The FFIEC’s ROE: an Effective Due Diligence Tool!

If you haven’t already heard, the FFIEC issued a Halloween revision of the infamous “TSP Booklet,” more formally called the Supervision of Technology Service Providers Booklet.  This article attempts to concisely describe the important points of the TSP Booklet.

The TSP Booklet stresses that a financial institution’s board of directors and management has the ultimate responsibility for ensuring outsourced activities are properly managed.  Though the TSP Booklet pertains to procedures for auditing your vendors, and not you, we believe you should still have a familiarity with this process so that you understand the value of reviewing and questioning your vendors’ examination report, more formally called the ROE, or Report of Examination.

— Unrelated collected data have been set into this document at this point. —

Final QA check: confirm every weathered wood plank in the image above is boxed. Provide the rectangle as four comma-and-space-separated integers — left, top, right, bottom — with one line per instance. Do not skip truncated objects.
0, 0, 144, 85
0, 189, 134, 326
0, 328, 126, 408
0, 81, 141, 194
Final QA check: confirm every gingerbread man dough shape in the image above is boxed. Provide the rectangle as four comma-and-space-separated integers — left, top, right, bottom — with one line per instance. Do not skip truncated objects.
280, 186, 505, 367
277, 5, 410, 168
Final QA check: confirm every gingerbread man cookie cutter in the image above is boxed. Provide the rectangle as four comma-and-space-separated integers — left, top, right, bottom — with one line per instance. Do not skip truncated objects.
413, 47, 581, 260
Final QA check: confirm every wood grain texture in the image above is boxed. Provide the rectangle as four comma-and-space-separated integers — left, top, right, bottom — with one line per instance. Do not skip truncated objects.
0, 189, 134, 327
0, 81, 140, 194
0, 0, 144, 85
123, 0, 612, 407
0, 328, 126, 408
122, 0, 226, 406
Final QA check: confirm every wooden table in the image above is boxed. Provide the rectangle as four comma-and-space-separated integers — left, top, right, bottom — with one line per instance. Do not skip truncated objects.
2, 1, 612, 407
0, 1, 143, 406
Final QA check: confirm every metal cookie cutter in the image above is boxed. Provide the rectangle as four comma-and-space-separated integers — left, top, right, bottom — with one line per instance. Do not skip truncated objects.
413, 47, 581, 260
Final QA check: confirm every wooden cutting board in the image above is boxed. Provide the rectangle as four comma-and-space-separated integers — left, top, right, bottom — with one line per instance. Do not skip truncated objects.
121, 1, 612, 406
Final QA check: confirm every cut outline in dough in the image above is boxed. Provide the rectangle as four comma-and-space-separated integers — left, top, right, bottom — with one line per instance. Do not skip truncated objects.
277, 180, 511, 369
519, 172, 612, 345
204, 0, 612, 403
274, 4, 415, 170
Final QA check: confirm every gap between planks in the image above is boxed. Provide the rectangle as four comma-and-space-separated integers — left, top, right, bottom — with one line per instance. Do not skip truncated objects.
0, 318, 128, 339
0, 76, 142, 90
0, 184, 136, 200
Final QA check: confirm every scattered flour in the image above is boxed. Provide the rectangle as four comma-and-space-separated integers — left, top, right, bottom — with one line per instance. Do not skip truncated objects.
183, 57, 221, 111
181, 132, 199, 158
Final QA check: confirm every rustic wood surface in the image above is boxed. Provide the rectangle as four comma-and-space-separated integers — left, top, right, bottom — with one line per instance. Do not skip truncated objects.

Technology Service Providers who have access to bank networks, or who possess (host) NPI owned by banks, are now being examined by the FFIEC.  For example, as a Managed Security Service Provider, we at infotex are examined every two years.  These examinations are usually inter-agency examinations, meaning that representatives from several agencies are involved in the examination.  The examinations cover four categories:  1) Audit, 2) Management, 3) Development and Acquisition, and 4) Support and Delivery.  These are robust examinations:  the examiners pour through policies and procedures, network designs, penetration test reports, social engineering reports, awareness training documentation, etc.  They interview employees to assure enforcement.  You can’t fake your way through one of these examinations!

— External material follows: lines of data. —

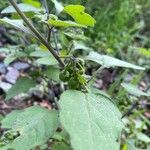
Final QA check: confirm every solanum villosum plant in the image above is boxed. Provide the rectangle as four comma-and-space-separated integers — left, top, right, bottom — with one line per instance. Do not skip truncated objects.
0, 0, 146, 150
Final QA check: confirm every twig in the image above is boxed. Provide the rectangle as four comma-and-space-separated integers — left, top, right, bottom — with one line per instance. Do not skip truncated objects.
47, 27, 52, 42
42, 0, 49, 15
121, 101, 139, 119
9, 0, 65, 67
41, 0, 52, 43
87, 66, 104, 83
52, 29, 59, 52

The TSP Booklet is a guidance for examiners and financial institutions on the supervision of technology service providers, including examiners’ authority to supervise third-party servicers that enter into contractual arrangements with regulated financial institutions.  Thus the booklet is the framework used for TSP examinations.  It supplements the IT Handbook that examiners use as the framework for auditing banks, which is ultimately the framework for the audit.  However, the IT Handbook does not always apply to TSP’s.  (For example, the IT Handbook addresses risk in propriety bank systems, products, and services that most TSPs do not offer.)

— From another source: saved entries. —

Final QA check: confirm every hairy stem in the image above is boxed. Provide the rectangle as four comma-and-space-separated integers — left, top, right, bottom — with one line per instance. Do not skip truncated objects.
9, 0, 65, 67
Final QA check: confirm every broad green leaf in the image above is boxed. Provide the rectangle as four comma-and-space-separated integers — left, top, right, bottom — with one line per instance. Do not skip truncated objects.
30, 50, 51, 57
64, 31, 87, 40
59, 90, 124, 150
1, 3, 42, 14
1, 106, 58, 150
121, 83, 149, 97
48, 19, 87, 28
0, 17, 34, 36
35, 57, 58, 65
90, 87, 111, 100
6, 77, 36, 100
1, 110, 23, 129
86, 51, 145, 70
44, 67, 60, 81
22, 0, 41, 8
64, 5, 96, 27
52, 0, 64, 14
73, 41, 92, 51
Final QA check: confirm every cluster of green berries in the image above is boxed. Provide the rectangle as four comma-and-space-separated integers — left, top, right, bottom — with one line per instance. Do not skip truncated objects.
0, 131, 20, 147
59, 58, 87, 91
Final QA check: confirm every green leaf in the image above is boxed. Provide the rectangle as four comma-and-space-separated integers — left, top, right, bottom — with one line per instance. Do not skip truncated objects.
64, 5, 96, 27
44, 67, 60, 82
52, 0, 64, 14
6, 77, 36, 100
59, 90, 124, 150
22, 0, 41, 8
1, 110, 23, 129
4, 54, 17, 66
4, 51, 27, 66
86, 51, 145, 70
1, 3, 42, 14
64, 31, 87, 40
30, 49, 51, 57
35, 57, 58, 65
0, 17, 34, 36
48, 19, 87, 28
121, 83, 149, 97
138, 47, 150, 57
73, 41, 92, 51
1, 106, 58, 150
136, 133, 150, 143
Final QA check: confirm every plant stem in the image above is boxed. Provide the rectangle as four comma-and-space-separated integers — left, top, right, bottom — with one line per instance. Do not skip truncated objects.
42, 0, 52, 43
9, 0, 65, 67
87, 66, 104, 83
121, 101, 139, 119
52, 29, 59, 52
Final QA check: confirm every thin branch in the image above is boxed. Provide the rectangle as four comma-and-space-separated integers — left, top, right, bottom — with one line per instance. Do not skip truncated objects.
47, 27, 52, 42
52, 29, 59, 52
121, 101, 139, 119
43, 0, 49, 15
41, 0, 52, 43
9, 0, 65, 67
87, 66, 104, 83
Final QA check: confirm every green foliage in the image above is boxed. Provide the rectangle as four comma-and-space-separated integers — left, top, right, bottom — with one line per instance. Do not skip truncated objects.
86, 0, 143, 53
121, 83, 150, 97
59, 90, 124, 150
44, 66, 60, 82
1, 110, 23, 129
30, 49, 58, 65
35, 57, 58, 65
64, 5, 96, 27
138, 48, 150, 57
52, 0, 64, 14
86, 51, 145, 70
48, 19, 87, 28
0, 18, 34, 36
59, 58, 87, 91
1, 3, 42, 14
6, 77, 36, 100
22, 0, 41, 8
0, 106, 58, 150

Additionally, the TSP Booklet outlines a Risk Based – Examination Priority Ranking Program and includes an appendix describing the Uniform Rating System for Information Technology (URSIT), which the agencies also use for financial institutions.  Though we believe an extremely important part of a bank’s vendor due diligence program should be to order your Technology Service Provider’s “Report of Examination (ROE),” which will highlight improvement areas and areas of risk, the report does NOT include component or composite ratings, and thus we do not see the need for bankers to understand the URSIT ratings from a vendor due diligence perspective.  Still, since these ratings also apply to your own examinations, you may find this part of the TSP booklet to be interesting and provide insight on how your own examination ratings are determined.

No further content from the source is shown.